Americans like their lingerie to be risque, Europeans prefer it classier, and Chinese remain a bit shy, but are opening up — but the biggest order of all came from North Korea.
So goes the street-corner discussion in Guanyun, a coastal county that for generations followed the rhythms of wheat and rice cultivation, but today concerns itself with global lingerie preferences.
The flat farming region between Beijing and Shanghai is China’s self-proclaimed “Lingerie Capital,” where sewing machines hum in village micro-factories to meet up to 70 percent of the fast-growing domestic demand.
Millions more items are exported annually in a textbook example of the ability of Internet-enabled Chinese entrepreneurs to profit from even the most off-the-wall idea.
The man widely credited with lighting the spark is Lei Congrui, a lanky 30-year-old with a ponytail and cap who would look at home on a skateboard. It all happened almost by accident.
As a teenager 15 years ago, Lei began making extra cash by hawking various consumer goods on the country’s growing e-commerce sites.
“Customers kept asking if we have any lingerie. I had never heard of it before, but I just said: ‘Yes,’ and then looked up what it was,” he said.
Lei “figured out a way” and now employs more than 100 workers who push lacy black and red panties, and bustiers through stitching machines.
His brands, such as “Midnight Charm,” pull in more than US$1.5 million in annual revenue, he said.
The success of early movers such as Lei inspired an industrial revolution.
The Guanyun Provincial Government said that there are more than 500 factories employing tens of thousands, and churning out more than US$300 million of lingerie annually.
Loosening Chinese sexual attitudes made it all possible.
Communism left a prevailing legacy of modesty. Pornography is banned and authorities launch periodic crackdowns on anything deemed “vulgar.”
However, prolonged exposure to more open foreign attitudes is liberating a younger generation, especially women.
Market consultancy iiMedia said that Chinese online sales of sex-related products grew 50 percent in 2019 to US$7 billion. It predicted 35 percent growth last year, despite fallout from the COVID-19 pandemic.
“Attitudes of the young are catching up and bringing sensuality into the home. [Lingerie] is becoming popular,” said Li Yue, a local lingerie factory worker.
When Lei first started, most buyers were more than 30, and many had lived abroad or had some other exposure to foreign ways.
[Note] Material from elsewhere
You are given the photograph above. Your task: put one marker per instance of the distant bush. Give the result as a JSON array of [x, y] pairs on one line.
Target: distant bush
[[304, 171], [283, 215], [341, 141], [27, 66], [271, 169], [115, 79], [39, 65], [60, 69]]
However, by about 2013, volumes jumped as a younger generation of Chinese consumers began discovering their sensuality, Lei said, adding that most buyers are now aged 22 to 25.
Initially, loose-fitting, not-too-revealing designs were favored in China, but today, semi-transparent, “body-hugging” numbers dominate.
Guanyun’s industrial reinvention did not happen overnight. Early pioneers found it difficult to hire squeamish local staff.
“When they first came in contact with these things, they didn’t quite understand,” said Chang Kailin, 58, who runs a factory and is Lei’s uncle. “But after the industry got bigger and stronger, people could make money and shake off poverty. Now everyone loves it.”
Lei exports 90 percent of his output, mostly to the US and Europe. Significant volumes also go to South America, where sales indicate role-playing costumes rule the bedroom.
Middle Eastern buyers — favoring longer, more modest items — are also surprisingly active, as are Africans, who like a splash of color. Southeast Asia is growing fast as well.
However, Lei’s biggest single order — worth US$1 million — came from a mysterious North Korean buyer in 2012, but the customer abruptly backed out without explanation and the merchandise was sold elsewhere.
Lingerie has transformed Guanyun, with factories sprouting up next to wheat fields, and newfound wealth displayed in new homes and vehicles.
Previously, many of the county’s about 1 million inhabitants left for the hard life of a migrant worker in far-off factories.
No more, said Li, the garment worker.
“Working away from home, you get homesick,” the mother of two said. “These companies allow us to come home to work. It’s not easy out there.”
Guanyun has broken ground on a US$500 million, 690-hectare lingerie-themed industrial zone that is to “integrate research and development and design, fabric accessories, e-commerce operations, warehousing and logistics.”
Pandemic lockdowns last year hit output. It has since roared back, but demand remains tepid in overseas markets still struggling with COVID-19, while home-bound consumers are concentrating spending on basic household necessities, Lei said.
“After these problems are solved,” he said, smiling. “They will be ready to play again.”